El abogado penalista Cristian Vaira Leyton, en diálogo con el programa Sin Verso, de Ciudadano.News, analizó la decisión del Gobierno: "Hemos tenido distintas experiencias en Argentina con este tema", comentó, subrayando que algunos casos han puesto en evidencia un posible abuso del derecho. "Cuando una persona está detenida, sigue teniendo derechos y obligaciones, pero otros derechos están restringidos. No es que el ciudadano mantenga todos sus derechos cuando está cumpliendo una condena", explicó.
Vaira Leyton citó casos que, según él, demuestran cómo ciertos reclusos han utilizado el cambio de género para obtener beneficios penitenciarios. "Por ejemplo, el caso del jefe de la banda narco de Los Monos, que busca ser trasladado a un penal de mujeres para tener acceso a un teléfono celular y continuar manejando el narcotráfico desde adentro. No se trata de un cambio de identidad genuina, sino de seguir delinquiendo", aseveró.

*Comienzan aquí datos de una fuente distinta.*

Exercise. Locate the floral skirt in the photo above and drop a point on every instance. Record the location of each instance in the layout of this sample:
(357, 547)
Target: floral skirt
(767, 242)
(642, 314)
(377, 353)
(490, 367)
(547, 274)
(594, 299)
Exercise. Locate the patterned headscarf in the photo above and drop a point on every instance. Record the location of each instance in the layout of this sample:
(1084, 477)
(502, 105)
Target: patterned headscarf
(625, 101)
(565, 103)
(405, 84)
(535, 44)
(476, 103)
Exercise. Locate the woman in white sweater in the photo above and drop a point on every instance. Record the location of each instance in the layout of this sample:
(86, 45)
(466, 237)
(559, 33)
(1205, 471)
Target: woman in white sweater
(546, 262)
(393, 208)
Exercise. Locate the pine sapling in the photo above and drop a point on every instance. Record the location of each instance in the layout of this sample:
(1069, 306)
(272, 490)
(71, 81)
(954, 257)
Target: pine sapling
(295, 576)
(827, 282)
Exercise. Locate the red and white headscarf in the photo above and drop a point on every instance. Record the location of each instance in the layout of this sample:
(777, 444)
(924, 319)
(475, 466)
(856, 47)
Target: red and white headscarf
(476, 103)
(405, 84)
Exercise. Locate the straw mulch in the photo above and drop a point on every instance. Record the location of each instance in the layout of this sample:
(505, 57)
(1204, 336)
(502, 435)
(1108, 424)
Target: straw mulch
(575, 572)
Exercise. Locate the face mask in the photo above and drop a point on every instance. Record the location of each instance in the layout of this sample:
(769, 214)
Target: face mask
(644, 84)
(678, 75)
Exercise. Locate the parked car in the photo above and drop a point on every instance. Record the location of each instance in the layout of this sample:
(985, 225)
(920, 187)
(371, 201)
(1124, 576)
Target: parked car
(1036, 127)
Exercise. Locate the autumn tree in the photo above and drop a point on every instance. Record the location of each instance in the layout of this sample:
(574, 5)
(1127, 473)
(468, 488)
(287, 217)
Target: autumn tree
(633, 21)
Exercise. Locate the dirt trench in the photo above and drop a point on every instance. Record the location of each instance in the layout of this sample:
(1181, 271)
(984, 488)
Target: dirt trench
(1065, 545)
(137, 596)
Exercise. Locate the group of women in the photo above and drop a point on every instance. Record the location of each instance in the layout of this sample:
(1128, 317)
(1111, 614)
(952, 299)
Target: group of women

El abogado cuestionó la lógica detrás de permitir estos traslados sin un análisis más exhaustivo: "Los derechos no son absolutos, y nuestra Constitución lo establece claramente. El sistema penitenciario está dividido en cárceles para hombres y mujeres; no tenemos penales para personas que cambiaron su identidad de género o que no se identifican con ninguno de estos sexos".
Uno de los problemas, según Vaira Leyton, es la falta de un marco adecuado para proteger a todos los internos. "Ya hemos tenido antecedentes donde un hombre que se cambió de sexo a mujer fue enviado a un penal femenino y terminó violando a otra interna, dejándola embarazada. ¿Qué pasa con los derechos de esas mujeres?", se preguntó.
Asimismo, destacó el riesgo inverso para las mujeres que se perciben hombres, enviadas a penales masculinos: "Una mujer que se autopercibe hombre y es trasladada a un penal masculino corre el riesgo de ser violentada o incluso asesinada".
El abogado también criticó la laxitud del sistema carcelario en general. "El sistema es blando. Las cárceles permiten que los reclusos tengan teléfonos celulares, y desde allí siguen cometiendo delitos, especialmente estafas, donde gran parte de estos delitos se dirige a personas mayores, generando un flujo económico considerable".
Para Vaira Leyton, la medida de Milei es un primer paso hacia una reforma necesaria: "Hacía falta un gobierno que entrara y cambiara radicalmente lo que venimos viviendo. Tanto las personas acusadas como las víctimas tienen derecho a un proceso justo, ya que se respetan sus garantías constitucionales". Sin embargo, advirtió que cualquier cambio debe ser evaluado con cuidado: "No podemos tomar decisiones apresuradas. Hay que analizar caso por caso y garantizar que los fallos sean acordes al derecho".